I have never professed to have a great love for the Labour party. I find them and their ideas distasteful in general, but mainly I find issue with their ignorance over minority opinion. They seem, as a party, incapable of realising that the majority isn’t the only important group in society and every bit of power they achieve pushes the intelligent among us one step closer to obscurity and extinction. I say this following a childhood and education where they were in power, an education I would call traumatic.
When Labour are in power, the teachers in schools are encouraged to ignore anyone expected to get above a C. My teachers would have nothing to do with me because if I got less than my potential it didn’t matter to their targets, whereas my friends would get all the help they wanted to make sure that their pass went on the records. Blip’s university lecturers even use the toff’s error, they can’t grasp restrictive and non-restrictive clauses and they use the American spellings of words because they are no better educated in their own language than the students.
The conservative party are being ripped into for trying to change this, because the majority of people in the country are C standard at best. It wouldn’t be average otherwise. But because there are intelligent people above them, the fingerpointers get touchy about anybody who might be helped to get higher grades so when two-tier education is considered they try to stop it. Rather than thinking about bettering the country or helping other people they care only for their own ego.
The majority being allowed to rule over the few is the eventuality of any democracy.
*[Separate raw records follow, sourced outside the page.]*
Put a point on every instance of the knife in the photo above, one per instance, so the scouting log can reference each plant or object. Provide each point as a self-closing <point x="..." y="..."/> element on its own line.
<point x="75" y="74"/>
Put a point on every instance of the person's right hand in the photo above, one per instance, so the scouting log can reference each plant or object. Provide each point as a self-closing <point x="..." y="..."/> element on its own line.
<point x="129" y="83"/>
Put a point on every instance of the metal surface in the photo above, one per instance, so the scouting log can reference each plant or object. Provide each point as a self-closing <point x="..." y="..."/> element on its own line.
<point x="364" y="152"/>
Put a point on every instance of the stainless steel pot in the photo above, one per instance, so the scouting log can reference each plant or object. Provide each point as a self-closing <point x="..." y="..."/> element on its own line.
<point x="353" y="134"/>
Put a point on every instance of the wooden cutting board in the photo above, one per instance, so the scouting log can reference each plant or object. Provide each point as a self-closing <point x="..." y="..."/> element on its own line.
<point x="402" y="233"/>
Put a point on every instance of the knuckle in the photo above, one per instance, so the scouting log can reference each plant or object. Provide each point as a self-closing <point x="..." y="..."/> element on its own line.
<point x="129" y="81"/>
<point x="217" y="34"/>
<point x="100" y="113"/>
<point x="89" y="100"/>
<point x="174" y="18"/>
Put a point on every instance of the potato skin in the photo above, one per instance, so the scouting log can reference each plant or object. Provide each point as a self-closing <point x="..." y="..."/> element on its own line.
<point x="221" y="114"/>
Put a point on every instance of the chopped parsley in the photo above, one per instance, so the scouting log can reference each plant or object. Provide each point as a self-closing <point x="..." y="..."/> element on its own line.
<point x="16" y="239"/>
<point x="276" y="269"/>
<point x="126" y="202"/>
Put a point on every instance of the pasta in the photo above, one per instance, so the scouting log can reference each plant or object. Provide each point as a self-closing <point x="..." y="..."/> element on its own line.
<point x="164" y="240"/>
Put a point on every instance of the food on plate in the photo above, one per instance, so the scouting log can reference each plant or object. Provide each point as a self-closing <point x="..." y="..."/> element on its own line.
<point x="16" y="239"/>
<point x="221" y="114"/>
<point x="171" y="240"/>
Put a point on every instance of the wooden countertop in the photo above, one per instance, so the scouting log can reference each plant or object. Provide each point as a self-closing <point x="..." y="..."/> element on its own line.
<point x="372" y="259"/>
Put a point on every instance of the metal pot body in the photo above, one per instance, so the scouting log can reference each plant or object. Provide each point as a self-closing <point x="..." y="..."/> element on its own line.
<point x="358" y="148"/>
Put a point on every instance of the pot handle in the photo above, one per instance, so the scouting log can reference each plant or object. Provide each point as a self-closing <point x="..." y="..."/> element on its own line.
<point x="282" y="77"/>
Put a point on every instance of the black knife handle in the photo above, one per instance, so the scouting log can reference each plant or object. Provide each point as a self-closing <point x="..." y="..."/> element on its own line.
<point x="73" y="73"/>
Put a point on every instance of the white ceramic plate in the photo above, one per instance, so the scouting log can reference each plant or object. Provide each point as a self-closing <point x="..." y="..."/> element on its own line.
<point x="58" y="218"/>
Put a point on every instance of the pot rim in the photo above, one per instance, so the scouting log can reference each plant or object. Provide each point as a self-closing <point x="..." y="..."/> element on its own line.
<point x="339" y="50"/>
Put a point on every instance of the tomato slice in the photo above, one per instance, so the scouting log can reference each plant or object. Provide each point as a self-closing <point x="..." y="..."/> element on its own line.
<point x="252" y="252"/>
Minority opinion such as mine or the plight of the intelligent few will always be ignored the closer we get to the American dream, a country where this has already occurred for a long time. But the problem with the way England deals with it is that for people of my generation there is now nothing to look forward to. The people who suppress minorities suppress the rich. The labour party picks on the conservatives for being rich and claims that the only fair way to run a country is to take 50% of their earnings away from them.
Fifty percent. Can you imagine working really hard to get to the top of the business world, riding high on your own success, only to find that if you’d worked half as hard you would keep a larger amount of the money that you earnt with your own two hands? I sincerely doubt there are many who hold that opinion and I’m certainly not one of them. If I build my writing career up from nothing to earning enough that I would consider myself rich, I want to keep the same percentage of money as my parents would pay on their average middle class income. Of course it would be more but by paying the same percent it would at least be fair.
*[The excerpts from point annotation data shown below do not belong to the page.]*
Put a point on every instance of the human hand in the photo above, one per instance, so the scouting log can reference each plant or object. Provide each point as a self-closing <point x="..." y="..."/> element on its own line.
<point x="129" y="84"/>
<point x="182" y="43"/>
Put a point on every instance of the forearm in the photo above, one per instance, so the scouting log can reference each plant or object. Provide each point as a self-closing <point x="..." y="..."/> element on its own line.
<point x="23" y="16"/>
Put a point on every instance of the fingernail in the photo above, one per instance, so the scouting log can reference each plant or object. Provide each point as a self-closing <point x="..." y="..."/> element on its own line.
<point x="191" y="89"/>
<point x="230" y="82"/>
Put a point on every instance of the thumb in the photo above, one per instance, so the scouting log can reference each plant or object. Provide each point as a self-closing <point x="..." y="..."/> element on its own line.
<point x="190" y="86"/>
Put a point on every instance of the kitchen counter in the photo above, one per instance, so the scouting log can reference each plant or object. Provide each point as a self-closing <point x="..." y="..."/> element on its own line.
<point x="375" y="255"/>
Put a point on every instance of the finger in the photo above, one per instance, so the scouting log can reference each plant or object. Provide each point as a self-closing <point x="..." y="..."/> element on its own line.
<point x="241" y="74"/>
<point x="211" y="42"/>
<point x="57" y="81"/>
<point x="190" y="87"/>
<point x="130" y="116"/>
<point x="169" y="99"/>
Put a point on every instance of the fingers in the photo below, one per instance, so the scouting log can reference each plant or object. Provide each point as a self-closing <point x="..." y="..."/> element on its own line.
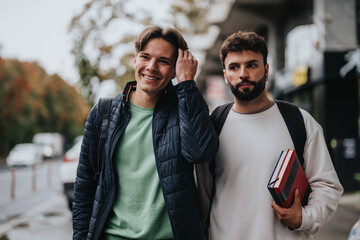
<point x="185" y="54"/>
<point x="297" y="197"/>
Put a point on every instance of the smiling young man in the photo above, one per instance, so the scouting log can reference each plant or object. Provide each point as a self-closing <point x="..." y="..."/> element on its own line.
<point x="157" y="132"/>
<point x="251" y="140"/>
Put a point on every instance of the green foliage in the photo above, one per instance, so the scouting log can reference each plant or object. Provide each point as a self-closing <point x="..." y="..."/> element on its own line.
<point x="32" y="101"/>
<point x="99" y="57"/>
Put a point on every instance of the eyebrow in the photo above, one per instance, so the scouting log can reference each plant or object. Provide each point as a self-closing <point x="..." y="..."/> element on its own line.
<point x="161" y="58"/>
<point x="236" y="63"/>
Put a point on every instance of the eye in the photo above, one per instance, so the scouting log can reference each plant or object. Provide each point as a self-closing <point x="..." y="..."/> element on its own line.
<point x="165" y="62"/>
<point x="233" y="67"/>
<point x="144" y="57"/>
<point x="252" y="65"/>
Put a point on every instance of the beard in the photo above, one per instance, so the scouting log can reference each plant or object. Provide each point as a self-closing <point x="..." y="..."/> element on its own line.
<point x="247" y="94"/>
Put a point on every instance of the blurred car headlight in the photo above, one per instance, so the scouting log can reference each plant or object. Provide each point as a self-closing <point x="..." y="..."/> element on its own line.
<point x="47" y="151"/>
So, when I earn the amount of money that I want, I’m going to move to Germany. I will be taxed there, of course I will. But their tax rates are fairer and they value traits such as intelligence to the same degree that they value others. There is no hierarchy put onto abilities, you aren’t suddenly better if you can hit a wall than if you can add up complicated maths or speak multiple languages.
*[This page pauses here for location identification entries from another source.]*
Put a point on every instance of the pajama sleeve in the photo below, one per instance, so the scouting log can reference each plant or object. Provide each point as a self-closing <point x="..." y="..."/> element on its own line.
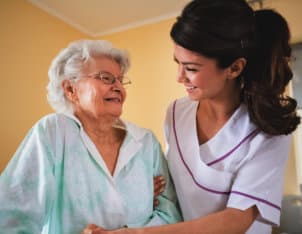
<point x="167" y="211"/>
<point x="27" y="185"/>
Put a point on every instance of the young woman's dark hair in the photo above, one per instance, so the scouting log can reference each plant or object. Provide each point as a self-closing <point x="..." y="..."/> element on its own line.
<point x="228" y="30"/>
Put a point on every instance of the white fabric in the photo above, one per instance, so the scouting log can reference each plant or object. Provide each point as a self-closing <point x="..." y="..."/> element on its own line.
<point x="239" y="167"/>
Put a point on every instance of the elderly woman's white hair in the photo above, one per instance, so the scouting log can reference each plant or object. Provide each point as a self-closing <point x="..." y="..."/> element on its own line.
<point x="68" y="63"/>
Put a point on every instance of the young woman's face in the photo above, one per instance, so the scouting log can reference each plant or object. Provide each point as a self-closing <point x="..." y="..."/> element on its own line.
<point x="95" y="99"/>
<point x="201" y="76"/>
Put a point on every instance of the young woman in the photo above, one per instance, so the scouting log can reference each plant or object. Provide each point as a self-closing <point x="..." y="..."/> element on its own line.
<point x="228" y="141"/>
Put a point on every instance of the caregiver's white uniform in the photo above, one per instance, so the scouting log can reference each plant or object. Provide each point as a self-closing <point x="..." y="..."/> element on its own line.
<point x="239" y="167"/>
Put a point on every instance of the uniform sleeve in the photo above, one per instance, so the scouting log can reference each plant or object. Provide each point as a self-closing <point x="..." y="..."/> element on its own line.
<point x="167" y="124"/>
<point x="259" y="181"/>
<point x="27" y="185"/>
<point x="167" y="211"/>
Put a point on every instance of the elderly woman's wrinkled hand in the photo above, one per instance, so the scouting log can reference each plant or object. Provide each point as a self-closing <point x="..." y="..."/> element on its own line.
<point x="94" y="229"/>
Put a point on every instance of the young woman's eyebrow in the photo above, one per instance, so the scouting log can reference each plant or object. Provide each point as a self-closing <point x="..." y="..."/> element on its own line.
<point x="187" y="63"/>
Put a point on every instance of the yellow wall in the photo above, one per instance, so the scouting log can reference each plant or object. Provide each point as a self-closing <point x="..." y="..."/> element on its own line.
<point x="29" y="40"/>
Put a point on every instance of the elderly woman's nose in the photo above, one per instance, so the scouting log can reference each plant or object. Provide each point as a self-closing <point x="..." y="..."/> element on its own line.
<point x="116" y="89"/>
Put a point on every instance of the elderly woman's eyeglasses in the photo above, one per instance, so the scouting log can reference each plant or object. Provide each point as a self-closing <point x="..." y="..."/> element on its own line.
<point x="108" y="78"/>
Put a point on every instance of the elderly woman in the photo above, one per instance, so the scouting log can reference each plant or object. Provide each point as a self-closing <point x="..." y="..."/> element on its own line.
<point x="83" y="164"/>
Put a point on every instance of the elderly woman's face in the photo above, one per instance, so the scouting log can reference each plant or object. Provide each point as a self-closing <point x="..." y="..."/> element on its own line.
<point x="92" y="97"/>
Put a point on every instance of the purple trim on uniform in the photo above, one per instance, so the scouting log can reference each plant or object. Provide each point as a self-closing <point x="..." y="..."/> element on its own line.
<point x="211" y="190"/>
<point x="258" y="199"/>
<point x="185" y="164"/>
<point x="254" y="132"/>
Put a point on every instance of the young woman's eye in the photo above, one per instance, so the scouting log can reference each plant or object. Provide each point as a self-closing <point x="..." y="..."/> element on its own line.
<point x="191" y="69"/>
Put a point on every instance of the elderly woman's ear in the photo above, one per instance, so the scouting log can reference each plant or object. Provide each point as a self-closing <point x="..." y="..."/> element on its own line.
<point x="69" y="90"/>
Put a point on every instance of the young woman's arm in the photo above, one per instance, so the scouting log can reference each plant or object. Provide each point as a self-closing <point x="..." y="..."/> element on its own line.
<point x="230" y="221"/>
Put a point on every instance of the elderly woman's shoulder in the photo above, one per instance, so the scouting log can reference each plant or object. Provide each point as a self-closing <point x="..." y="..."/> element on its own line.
<point x="54" y="120"/>
<point x="139" y="132"/>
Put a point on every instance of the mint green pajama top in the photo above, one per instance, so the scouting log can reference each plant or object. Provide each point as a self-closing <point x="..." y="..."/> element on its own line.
<point x="57" y="182"/>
This country needs to learn that ambition is what drives a country. Watching Hotel GB is a perfect example of this. The young people on there make me ashamed of my age group because they seem to believe that they deserve everything. They have no concept of work; they cheer themselves for being on their feet all day. It is absolutely pathetic. If they had some proper ambition they would see nothing of working their way to it, but instead the welfare state leaves us in a position where if they don’t work hard they will be paid anyway. Hard work is lost on them and without hard work there is no ambition. Unless we take the money away from these people and make them work, unless we prioritise intellectual or at least skilled ability over being nice to fingerpointers and unless we stop idolising people who do nothing more than appear on the television once, there will be more and more stupid people who can’t hold down a job and who don’t particularly want to. Of course it is no place of mine to say that footballers or athletes are less worthwhile than authors and doctors, and I understand that where people genuinely cannot find work they need a little help. But there has to be a balance in the middle and it comes from the stimulation of ambition in members of society. It comes from making people want a little dignity. And it comes from not presuming that the majority is always correct.